The dining room outlets do not necessarily have to be on a 20 amp circuit, unless you are considering them in your 2 required small appliance branch circuits. If you already have (2) 20 amp SM APP circuits, they can be on a 15 amp circuit if you like.


----------



## Meadow (Jan 14, 2011)

hardworkingstiff said:


> If you read the code posted, I don't believe it allows for "tapping into the lighting circuit".


Ill re-read it again. My mind is still seeing the dining room as separate from the countertops.


----------



## hardworkingstiff (Jan 22, 2007)

T&K said:


> The dining room outlets do not necessarily have to be on a 20 amp circuit, unless you are considering them in your 2 required small appliance branch circuits. If you already have (2) 20 amp SM APP circuits, they can be on a 15 amp circuit if you like.


Read post #2 and you will see that the dining room outlets must be on a 20-amp circuit.


----------



## T&K (Jun 18, 2012)

meadow said:


> Ill re-read it again. My mind is still seeing the dining room as separate from the countertops.

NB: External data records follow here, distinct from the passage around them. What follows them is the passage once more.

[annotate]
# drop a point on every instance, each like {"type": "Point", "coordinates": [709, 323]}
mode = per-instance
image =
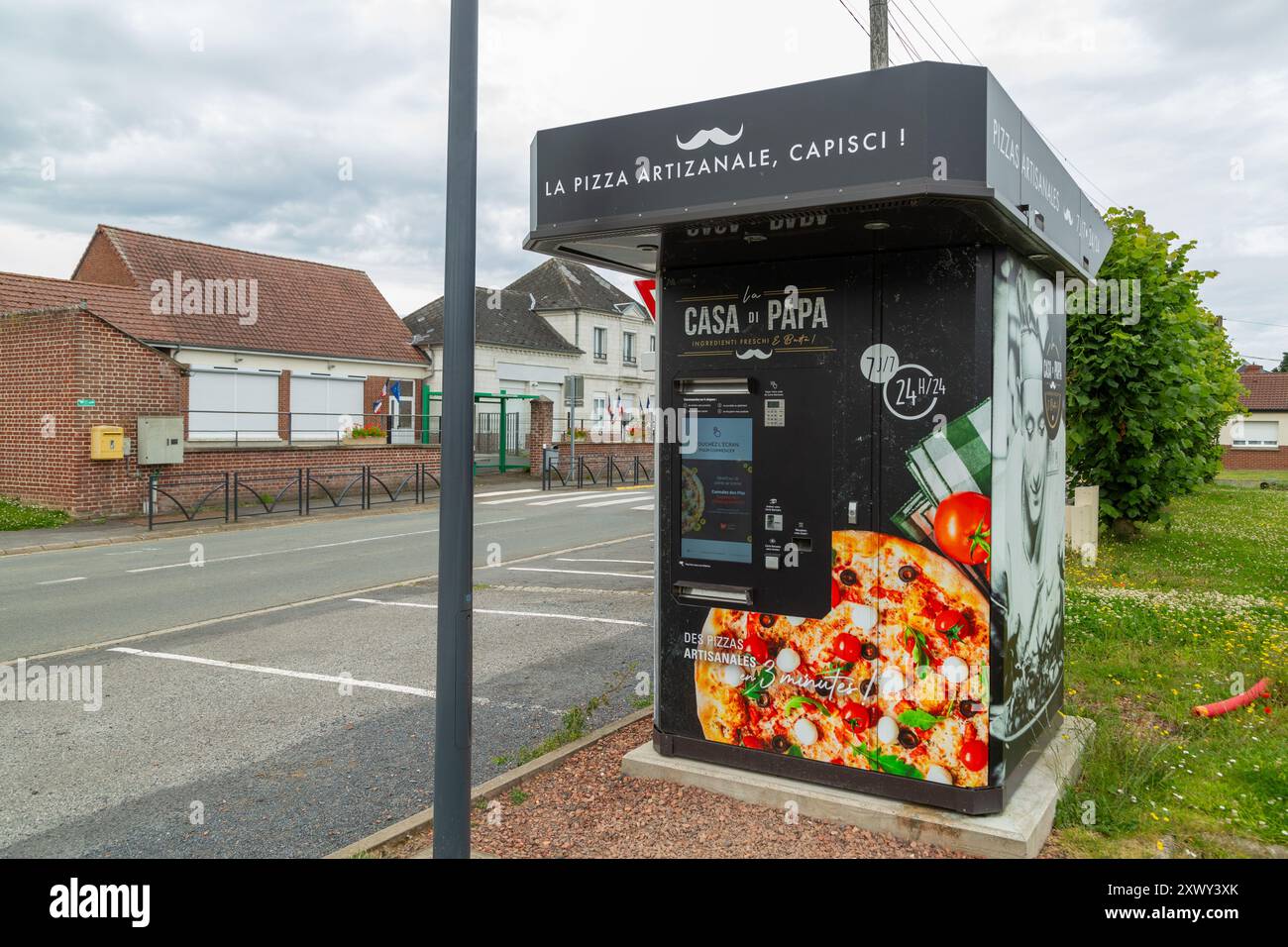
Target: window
{"type": "Point", "coordinates": [1254, 433]}
{"type": "Point", "coordinates": [323, 405]}
{"type": "Point", "coordinates": [403, 410]}
{"type": "Point", "coordinates": [232, 405]}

it is if you want it to be. I always separate it from the countertop, but it's just habit. But then again, I also consider a dining room circuit the least used circuit in the home, and I will almost always put the receptacles on with whatever room happens to be close, usually the living room, or a nearby bed room.


----------



## 3xdad (Jan 25, 2011)

You guys would love it here. SABC for countertops is maxed out at 4 and can't feed anything else, dining is limited to six and all recepts everywhere have to be 12.

Do you have a local ammend, meadow?


----------



## T&K (Jun 18, 2012)

hardworkingstiff said:


> Read post #2 and you will see that the dining room outlets must be on a 20-amp circuit.


only if you are considering the outlets to be a part of your 2 required small appliance circuits.


----------



## wendon (Sep 27, 2010)

meadow said:


> I know, that but I see some guys pull a 20 amp to the dining in addition to the 2 SABC in the kitchen. Im thinking why not just extend the SABC or tap into the lighting circuit?


Depending on the size of the kitchen, I normally run 3-4 circuits to the countertop.


----------



## Meadow (Jan 14, 2011)

T&K said:


> it is if you want it to be. I always separate it from the countertop, but it's just habit. But then again, I also consider a dining room circuit the least used circuit in the home, and I will almost always put the receptacles on with whatever room happens to be close, usually the living room, or a nearby bed room.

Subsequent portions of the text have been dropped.